Wir spielten die ersten Abenteuer der DSA-Kampagne Splitterdämmerung, was für mich etwas eigen war, da meine erste Kampagne mit den Sieben Gezeichneten chronologisch lange davor spielt und ich bewusst die Ereignisse jener Kampagne ausblenden musste, was aber dank dem Setting und dem gut vorbereitetem SL wunderbar gelang.

Hesindian war ein Absolvent der Halle der Antimagie zu Kuslik. Er war mehr ein lebenslustiger und neugieriger Wanderer als ein Gelehrter. Sein Lieblingsplatz war in seinem Wagen, in welchem er seine Bücher versperren konnte. Steter Begleiter war Dietlind, eine Ziege und bester Gesprächspartner. Sie war auch wegen ihrer Milch besonders wichtig für ihn, da er keinen Alkohol vertrug und sich deswegen immer an Tee und Ziegenmilch hielt, während der Rest der Gruppe dem Alkohol frönte.

Leider hatte ich ihn zu Beginn seines Abenteurerlebens etwas verskillt. Hesindian hatte viele Zaubersprüche gelernt, aber keinen wirklich gut. Deswegen war er leider nicht besonders oft von magischem Nutzen für die Gruppe, was zu seinem Spitznamen „Anti-Magier“ führte. Die stellenweise Frustration über diesen Fakt wurde durch die anderen Möglichkeiten, viele Probleme auch auf profanem Weg zu lösen, mehr oder weniger wettgemacht.

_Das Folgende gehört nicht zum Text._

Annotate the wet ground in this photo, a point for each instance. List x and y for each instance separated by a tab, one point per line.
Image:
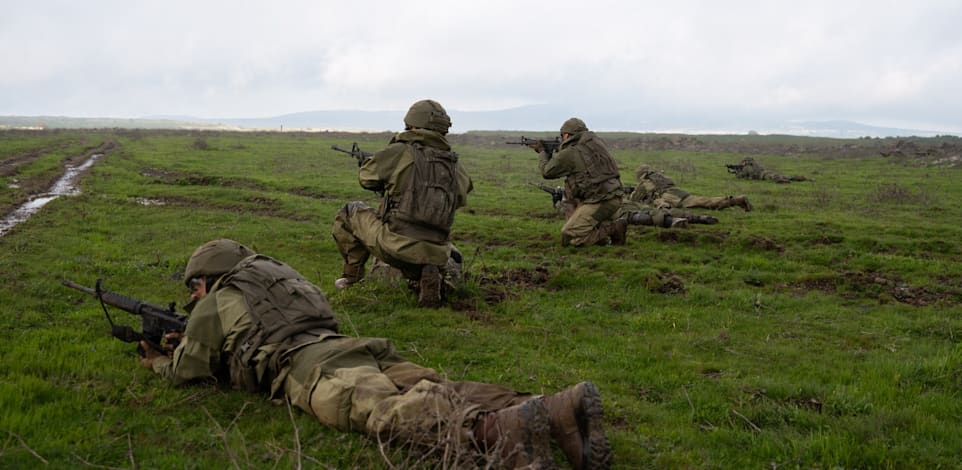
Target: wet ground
65	186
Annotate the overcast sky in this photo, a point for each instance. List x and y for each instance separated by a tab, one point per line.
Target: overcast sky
896	63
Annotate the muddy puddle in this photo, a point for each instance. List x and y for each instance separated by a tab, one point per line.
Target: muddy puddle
65	186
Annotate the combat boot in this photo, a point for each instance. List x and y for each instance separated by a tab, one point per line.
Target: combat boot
702	219
429	287
618	231
676	222
742	201
350	275
576	416
521	434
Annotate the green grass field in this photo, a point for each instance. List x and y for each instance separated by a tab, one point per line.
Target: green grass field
821	330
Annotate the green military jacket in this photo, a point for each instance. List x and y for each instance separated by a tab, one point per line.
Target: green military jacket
385	171
591	175
652	185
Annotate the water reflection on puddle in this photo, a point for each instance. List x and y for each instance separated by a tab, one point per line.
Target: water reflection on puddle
65	186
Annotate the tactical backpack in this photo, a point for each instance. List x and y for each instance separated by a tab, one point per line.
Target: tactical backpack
601	176
286	311
425	200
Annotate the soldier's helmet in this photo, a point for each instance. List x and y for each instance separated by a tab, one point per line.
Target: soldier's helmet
428	114
642	171
573	126
215	257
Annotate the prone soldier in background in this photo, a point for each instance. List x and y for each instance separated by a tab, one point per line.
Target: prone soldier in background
748	168
635	213
657	190
258	325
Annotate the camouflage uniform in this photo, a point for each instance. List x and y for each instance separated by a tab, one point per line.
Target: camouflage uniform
750	169
263	328
659	191
353	384
637	213
593	183
392	233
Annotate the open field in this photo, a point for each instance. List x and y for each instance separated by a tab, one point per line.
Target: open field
821	330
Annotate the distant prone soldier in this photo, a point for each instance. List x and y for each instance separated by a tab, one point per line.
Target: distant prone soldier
635	213
654	189
748	168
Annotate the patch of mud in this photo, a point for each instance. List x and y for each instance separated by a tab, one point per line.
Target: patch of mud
765	244
494	288
257	205
65	186
666	283
884	288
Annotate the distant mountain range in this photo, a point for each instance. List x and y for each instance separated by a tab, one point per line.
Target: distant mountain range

Bis zum Ende der Kampagne konnte ich mich nicht für einen Hintergrund jenseits von „Uniabsolvent aus Kuslik“ entscheiden. Wenn ich mit diesem Charakter eine Sache bedauere, dann, dass ich seinem Hintergrund keine größere Aufmerksamkeit geschenkt habe. Es tut mir leid, Hesindian.

Leider löste sich die Gruppe aufgrund des Zeitmangels des SLs auf. Hesindians Schicksal ist somit leider der Limbus nicht mehr gespielter Charaktere. Obwohl, auf eine gewisse Weise auch passend für den einzigen Magier dieser Menagerie.

Osric Ammenenhautala, Paladin des Ordens vom Bauherrn. Advanced Dungeons and Dragons.

Ende durch: selbstverschuldeter Total Party Kill, wiederbelebt als Zombie in der feindlichen Armee.

Die Möglichkeit, AD&D zu spielen.

In einer großen Kampagne.

Mit einer eigenen Baronie zum Bespielen für jedeN SpielerIn.

Mit hochstufigen Helden gleich zu Beginn.

Wer könnte da Nein sagen?

Osric begann seine Existenz aus meiner schon lange währenden Sehnsucht, endlich einmal einen stereotyp rechtschaffen guten Paladin zu spielen (eine spezielle Erfahrung und +1 auf „Bardic Knowledge“ für alle, die The Gamers 2 – Dorkness Rising gesehen haben. Ich mochte den Charakter Osric einfach so sehr, dass ich nicht widerstehen konnte).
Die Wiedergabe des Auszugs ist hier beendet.